En una de las viviendas, además, sobresale un balcón de hormigón con esquinas redondeadas, un recurso muy característico del racionalismo de las décadas de 1930 y 1940. Esa presencia de curvas, combinada con superficies lisas y barandas metálicas, remite a la influencia de la arquitectura naval, una referencia frecuente en el Movimiento Moderno internacional.
La incorporación de estos recursos no implicó únicamente un cambio estético. También estuvo vinculada con nuevas técnicas constructivas y con una manera diferente de entender la vivienda. La funcionalidad pasó a ocupar el centro del proyecto: la distribución de los ambientes, el ingreso de luz natural, la ventilación y el aprovechamiento de los espacios comenzaron a tener mayor peso que la búsqueda de una fachada monumental.

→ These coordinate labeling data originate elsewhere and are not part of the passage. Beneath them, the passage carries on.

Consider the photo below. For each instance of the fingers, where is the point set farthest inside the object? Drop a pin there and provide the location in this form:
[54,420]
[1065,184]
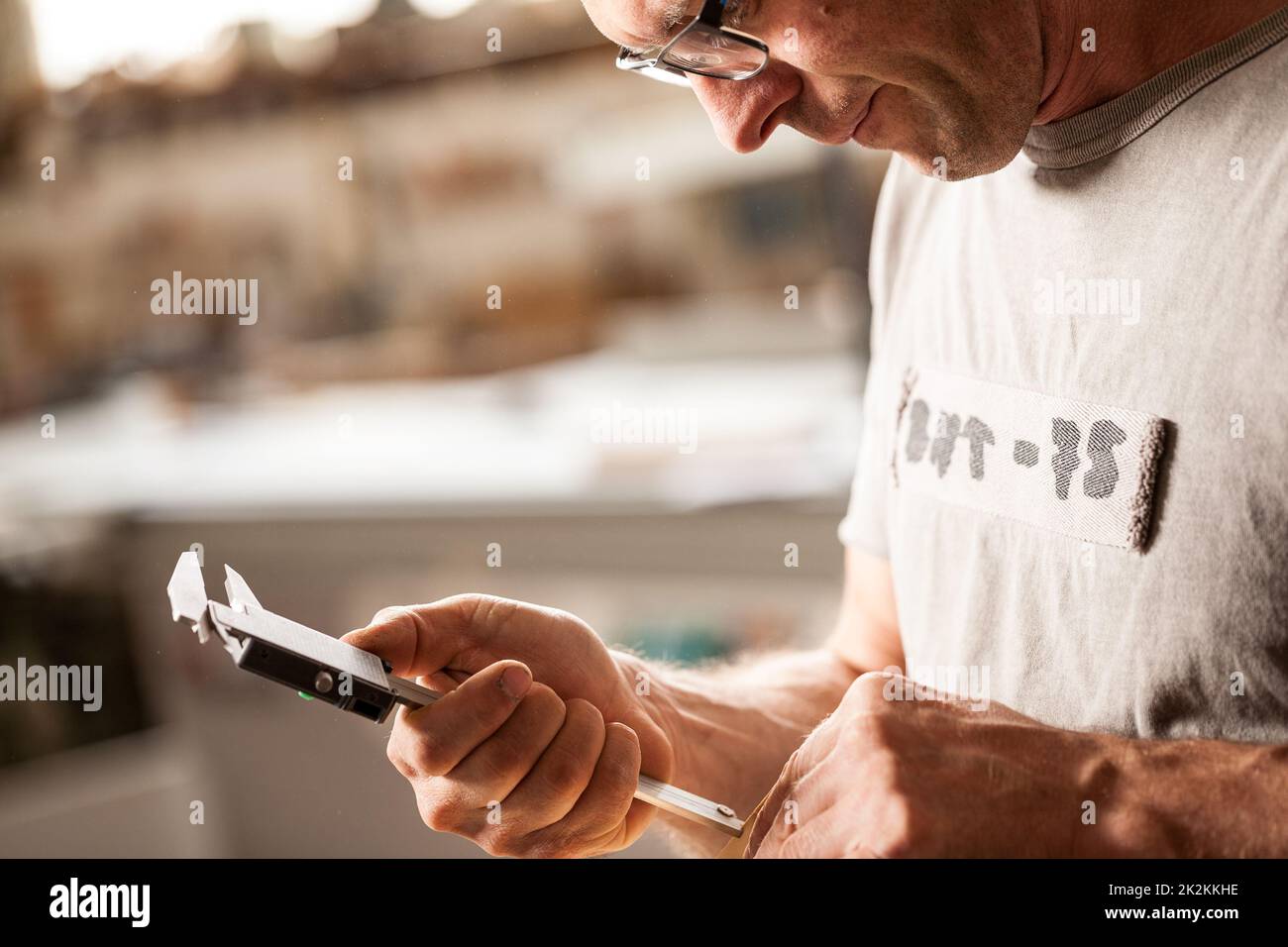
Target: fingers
[394,635]
[433,740]
[501,762]
[558,780]
[423,639]
[599,815]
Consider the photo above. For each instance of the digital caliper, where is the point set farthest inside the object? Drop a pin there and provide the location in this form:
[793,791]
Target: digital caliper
[330,671]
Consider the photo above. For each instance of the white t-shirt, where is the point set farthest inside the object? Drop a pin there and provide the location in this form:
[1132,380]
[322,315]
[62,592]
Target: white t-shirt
[1076,446]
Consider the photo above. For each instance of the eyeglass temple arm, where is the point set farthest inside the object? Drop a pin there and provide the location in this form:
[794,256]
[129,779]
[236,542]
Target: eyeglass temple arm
[712,12]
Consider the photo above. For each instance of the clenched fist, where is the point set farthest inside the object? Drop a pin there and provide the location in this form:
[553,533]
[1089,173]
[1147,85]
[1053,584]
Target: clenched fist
[536,746]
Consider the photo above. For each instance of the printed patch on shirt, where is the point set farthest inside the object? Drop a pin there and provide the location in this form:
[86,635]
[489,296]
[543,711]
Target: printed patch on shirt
[1081,470]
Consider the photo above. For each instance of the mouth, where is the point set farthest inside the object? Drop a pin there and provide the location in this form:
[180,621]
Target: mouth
[863,118]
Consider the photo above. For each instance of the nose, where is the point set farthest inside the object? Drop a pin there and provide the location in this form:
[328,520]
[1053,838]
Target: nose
[746,112]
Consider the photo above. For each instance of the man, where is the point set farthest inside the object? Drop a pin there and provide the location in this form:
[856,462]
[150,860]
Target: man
[1072,483]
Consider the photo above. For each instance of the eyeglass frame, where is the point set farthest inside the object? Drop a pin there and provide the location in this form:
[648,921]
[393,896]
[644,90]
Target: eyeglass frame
[711,17]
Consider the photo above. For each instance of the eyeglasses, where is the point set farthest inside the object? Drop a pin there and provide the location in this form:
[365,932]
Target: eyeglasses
[703,48]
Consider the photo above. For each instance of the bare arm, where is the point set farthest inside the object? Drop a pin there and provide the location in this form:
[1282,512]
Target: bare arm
[734,727]
[537,744]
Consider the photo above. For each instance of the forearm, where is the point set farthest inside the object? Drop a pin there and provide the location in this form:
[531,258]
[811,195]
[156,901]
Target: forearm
[1198,799]
[733,727]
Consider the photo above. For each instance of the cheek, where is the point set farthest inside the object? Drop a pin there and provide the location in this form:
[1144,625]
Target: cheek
[822,39]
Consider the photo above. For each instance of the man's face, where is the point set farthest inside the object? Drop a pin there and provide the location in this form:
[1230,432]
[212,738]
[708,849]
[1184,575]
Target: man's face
[952,85]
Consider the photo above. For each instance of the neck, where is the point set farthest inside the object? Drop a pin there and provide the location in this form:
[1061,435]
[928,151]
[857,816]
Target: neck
[1133,42]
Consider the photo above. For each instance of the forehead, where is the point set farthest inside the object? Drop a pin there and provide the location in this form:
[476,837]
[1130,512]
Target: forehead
[639,24]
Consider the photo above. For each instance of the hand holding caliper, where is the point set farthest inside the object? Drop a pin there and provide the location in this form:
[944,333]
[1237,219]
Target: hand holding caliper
[532,737]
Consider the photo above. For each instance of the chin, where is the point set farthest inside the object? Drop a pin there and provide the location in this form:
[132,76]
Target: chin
[949,147]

En La Plata, esa transición quedó registrada en numerosas viviendas particulares que todavía sobreviven en distintos barrios del casco urbano. Muchas han sido modificadas con el paso del tiempo -se reemplazaron carpinterías, se agregaron rejas o se cerraron balcones-, pero aún conservan la esencia de una arquitectura que apostó por la síntesis formal y por el uso de materiales modernos.
Las imágenes muestran precisamente esa permanencia. A pesar del desgaste propio de los años, siguen siendo reconocibles las fachadas despojadas, las proporciones geométricas y el protagonismo del metal, un material que dejó de cumplir un rol exclusivamente práctico para convertirse en uno de los símbolos de una nueva manera de construir.
Hoy, estas viviendas constituyen mucho más que ejemplos de una moda arquitectónica. Son parte del patrimonio construido de La Plata y testimonio de un momento en el que la ciudad incorporó las ideas de la arquitectura moderna, adaptándolas a su trama urbana y a la escala de la vivienda familiar.